No obstante, señaló Moreno, “aún tenemos muchos vacíos legislativos en lo que respecta a medidas preventivas”, y asimismo faltan muchos instrumentos para combatir la corrupción, como la aprobación de la ley de acceso a la información pública, un código de ética del funcionario público, y otros.
Para Roberto Courtney, director ejecutivo de Ética y Transparencia, aunque la Convención Interamericana contra la corrupción es un instrumento magnífico y ha ayudado a Nicaragua para combatir este flagelo, aún faltan aspectos necesarios en los que hay que profundizar.
Uno de ellos, señala Courtney, es que el informe de la Convención sobre Nicaragua no menciona dos aspectos importantes para combatir la corrupción: el tema de la inmunidad que protege a funcionarios en posición de cometer actos de corrupción, y la politización del sistema judicial, donde podrían terminar los casos de corrupción.
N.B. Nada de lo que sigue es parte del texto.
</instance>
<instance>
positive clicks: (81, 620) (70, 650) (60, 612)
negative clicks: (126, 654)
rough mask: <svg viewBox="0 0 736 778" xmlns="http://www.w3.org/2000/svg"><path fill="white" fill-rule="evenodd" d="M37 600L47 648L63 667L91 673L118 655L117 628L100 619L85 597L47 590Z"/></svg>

En el acto también participó la directora ejecutiva de la Oficina de Ética Pública de la Presidencia de la República, Haydée Acosta, quien expuso los mecanismos de seguimiento del actual Gobierno, para la implementación de esta convención que es un instrumento jurídico por medio del cual se trazan normas para sancionar y prevenir la corrupción en los países miembros de la Organización de Estados Americanos.
Nicaragua adoptó esta convención en 1996, y lo ratificó el 17 de marzo de 1999.